The blunt force and emotional trauma inflicted upon the audience by up and coming auteur Juan Antonio Bayona is not just formidable, but unforgettable, in his indelible, ultimately transcendent The Impossible.
Bolstered by career-high performances by Ewan McGregor and especially the incandescent Naomi Watts, the true story of the effect on a British family vacationing in the tropics by a tragic hurricane is rendered otherworldly yet familiar by this talented helmer. From the tour-de-force opening, reminiscent of Clint Eastwood's masterful Hereafter, to its immersive, painful body, up to an emotionally shattering climax rivaled this fall by only two other films, yet in different ways: Bigelow's masterful Zero Dark Thirty and especially Haneke's masterpiece Amour, Bayona's is a work of pure humanism, disaster by way of Renoir.

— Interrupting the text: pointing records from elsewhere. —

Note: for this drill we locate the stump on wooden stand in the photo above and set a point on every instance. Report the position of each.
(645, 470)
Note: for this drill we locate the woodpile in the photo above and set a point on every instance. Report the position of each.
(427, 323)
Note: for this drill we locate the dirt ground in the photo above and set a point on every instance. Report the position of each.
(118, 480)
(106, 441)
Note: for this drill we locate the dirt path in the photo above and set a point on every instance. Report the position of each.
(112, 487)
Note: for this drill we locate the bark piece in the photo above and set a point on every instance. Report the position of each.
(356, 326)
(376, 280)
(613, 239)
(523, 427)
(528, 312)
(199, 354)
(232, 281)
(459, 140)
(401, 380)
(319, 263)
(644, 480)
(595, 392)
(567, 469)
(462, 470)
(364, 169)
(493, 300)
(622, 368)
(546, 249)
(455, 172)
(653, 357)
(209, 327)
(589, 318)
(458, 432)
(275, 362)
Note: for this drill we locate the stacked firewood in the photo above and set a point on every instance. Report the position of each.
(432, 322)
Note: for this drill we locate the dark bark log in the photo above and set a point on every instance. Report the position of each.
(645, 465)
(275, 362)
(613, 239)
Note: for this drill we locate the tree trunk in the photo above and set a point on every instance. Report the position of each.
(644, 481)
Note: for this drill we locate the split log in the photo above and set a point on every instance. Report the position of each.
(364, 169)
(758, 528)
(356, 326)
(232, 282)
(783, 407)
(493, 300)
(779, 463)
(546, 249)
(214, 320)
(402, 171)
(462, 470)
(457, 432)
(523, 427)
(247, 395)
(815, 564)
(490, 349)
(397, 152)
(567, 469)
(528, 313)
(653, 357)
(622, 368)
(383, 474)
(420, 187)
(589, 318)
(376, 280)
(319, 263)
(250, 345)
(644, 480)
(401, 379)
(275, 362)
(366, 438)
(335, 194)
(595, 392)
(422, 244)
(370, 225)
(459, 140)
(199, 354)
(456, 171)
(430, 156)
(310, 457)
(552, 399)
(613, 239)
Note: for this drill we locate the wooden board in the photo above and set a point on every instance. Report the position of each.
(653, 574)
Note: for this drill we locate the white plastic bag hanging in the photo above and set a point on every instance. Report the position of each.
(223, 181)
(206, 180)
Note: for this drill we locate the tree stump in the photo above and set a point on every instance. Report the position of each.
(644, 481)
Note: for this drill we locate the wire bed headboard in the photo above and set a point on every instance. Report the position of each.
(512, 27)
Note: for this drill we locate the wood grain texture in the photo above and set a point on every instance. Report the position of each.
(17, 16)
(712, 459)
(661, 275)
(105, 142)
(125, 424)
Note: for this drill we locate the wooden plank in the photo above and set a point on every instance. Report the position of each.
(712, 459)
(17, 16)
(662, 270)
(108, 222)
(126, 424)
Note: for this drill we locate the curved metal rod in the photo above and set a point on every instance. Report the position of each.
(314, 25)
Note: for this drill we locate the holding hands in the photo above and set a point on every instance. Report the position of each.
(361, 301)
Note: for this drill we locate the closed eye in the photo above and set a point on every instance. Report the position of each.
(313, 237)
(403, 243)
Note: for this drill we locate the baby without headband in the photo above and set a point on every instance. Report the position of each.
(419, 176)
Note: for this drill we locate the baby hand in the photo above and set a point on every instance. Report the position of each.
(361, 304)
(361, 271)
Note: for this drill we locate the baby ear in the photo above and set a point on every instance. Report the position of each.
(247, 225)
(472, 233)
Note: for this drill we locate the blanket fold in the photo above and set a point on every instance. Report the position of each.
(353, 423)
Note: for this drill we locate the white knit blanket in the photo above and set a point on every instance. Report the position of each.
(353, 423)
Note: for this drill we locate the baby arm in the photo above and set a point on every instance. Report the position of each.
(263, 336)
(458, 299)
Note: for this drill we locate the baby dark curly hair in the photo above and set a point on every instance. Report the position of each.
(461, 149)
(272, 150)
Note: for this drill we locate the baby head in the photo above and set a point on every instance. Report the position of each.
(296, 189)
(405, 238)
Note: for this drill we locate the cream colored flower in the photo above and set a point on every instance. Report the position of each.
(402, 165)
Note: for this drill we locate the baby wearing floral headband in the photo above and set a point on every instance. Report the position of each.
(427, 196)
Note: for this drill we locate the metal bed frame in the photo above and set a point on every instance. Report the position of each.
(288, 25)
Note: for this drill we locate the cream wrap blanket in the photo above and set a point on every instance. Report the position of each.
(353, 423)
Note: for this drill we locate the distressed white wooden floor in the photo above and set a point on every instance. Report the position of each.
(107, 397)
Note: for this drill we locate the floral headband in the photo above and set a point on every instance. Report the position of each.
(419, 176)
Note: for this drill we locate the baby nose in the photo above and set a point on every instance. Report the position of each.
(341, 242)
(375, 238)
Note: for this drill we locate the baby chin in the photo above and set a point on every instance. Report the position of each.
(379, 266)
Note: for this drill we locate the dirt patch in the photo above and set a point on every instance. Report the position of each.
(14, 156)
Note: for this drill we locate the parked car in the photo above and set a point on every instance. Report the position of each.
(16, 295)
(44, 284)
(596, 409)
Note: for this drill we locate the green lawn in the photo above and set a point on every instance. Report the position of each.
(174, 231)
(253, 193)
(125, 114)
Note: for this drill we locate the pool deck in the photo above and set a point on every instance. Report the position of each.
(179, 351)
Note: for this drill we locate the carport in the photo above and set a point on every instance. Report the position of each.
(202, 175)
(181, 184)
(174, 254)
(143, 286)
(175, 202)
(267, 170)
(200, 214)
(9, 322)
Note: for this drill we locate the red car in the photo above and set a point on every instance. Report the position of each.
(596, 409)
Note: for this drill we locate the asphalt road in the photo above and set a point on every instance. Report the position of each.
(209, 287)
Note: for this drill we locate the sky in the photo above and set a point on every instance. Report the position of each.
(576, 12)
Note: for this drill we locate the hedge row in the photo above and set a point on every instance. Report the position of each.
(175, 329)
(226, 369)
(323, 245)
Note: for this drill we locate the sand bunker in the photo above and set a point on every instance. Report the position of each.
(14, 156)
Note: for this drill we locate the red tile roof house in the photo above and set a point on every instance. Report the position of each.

Oscar Faura's camerawork is a thing of trembling beauty, remarkable in its fragility and texture; Fernando Velazquez delivers an original score that serenades the narrative perfectly, balance, nuance, and heart all woven into the wondersome notes.
Upon leaving the theater, what stuck with me most about this remarkable film aside from its integrity and honesty, devoid of all exploitation, was Watts' fearless performance, a piece of acting so in tune with its containing body, that synergy was inescapable. Aside from the brave turns by Jessica Chastain and Emmanuelle Riva in the aforementioned films of the same season, Naomi Watts grants us her pure gifts in one of the best performances of the year.
Also, the fact that Bayona is a truly gifted narrative artist with the best intentions to match his best results. Near perfect, his picture shows all that even Hollywood can make a true film still; it's roundly possible.